Here are the number of states that had negative SCI growth at the start of these six recessions:
- February 1980: 30 states
- August 1981: 30 states
- August 1990: 26 states
- April 2001: 24 states
- January 2008: 9 states
- March 2020: 35 states
- Average: 26 states
The 2008 recession is clearly an outlier. The likely reason is that it was unclear at the time that the economy had entered a recession. In April 2008, the advance estimate showed that real GDP increased at a 3.2% annual rate in the first quarter of 2008. By the time of the third estimate, released in June 2008, first-quarter growth was revised up to 3.7%. Likewise, the advance estimate for second-quarter real GDP growth was 1.9%, which was subsequently revised to 2.8%. The current estimates that reflect all subsequent revisions of 2008 numbers show that real GDP declined at a 1.6% rate in the first quarter but increased at a 2.3% rate in the fourth quarter.
It was not until the failure of Lehman Brothers in September 2008, which triggered a sharp decline in equity prices and an economywide plunge in economic activity, that most economists viewed a recession as highly likely. By October 2008, 47 states registered negative SCI growth.
The punchline: as the report authors rhetorically ask in the final section, “Is the U.S. Tipping into a Recession?”…
In sum, a threshold estimate based on this analysis shows that 26 states need to have negative growth in the SCI to have reasonable confidence that the national economy entered into a recession. Excluding the 2008 outlier raises the threshold to 29 states.

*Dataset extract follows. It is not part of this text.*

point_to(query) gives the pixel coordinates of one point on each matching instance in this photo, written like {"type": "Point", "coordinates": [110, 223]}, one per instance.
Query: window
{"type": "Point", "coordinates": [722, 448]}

So, where are we now? In October 2022, 27 states had negative growth in the SCI. That would exceed the six-recession average of 26 states but would fall short of the outlier-adjusted estimate (excluding 2008) of 29.
Their unstated answer: yes.
Putting it all together, in just the past month we have seen (or rather read) the following:
- Philadelphia Fed admitting over 1 million jobs “created” in Q2 never actually happened
- Cleveland Fed admitting core CPI is far lower than what the BLS reports, and what the Fed feeds into its models.
- And now, the St. Louis Fed effectively saying that based on the number of states with negative growth, the US is effectively in a recession.
While we don’t know if these attacks on the Fed’s credibility by its own economists will be sufficient to force Powell to pivot, they will certainly be used by the Fed’s political enemies (because for the past year, whether he wanted to or not, the Fed has become Biden’s most powerful tool, and one which will now be attacked by Republicans) to seek a full reversal in Fed policies and it is safe to say, that they will get it.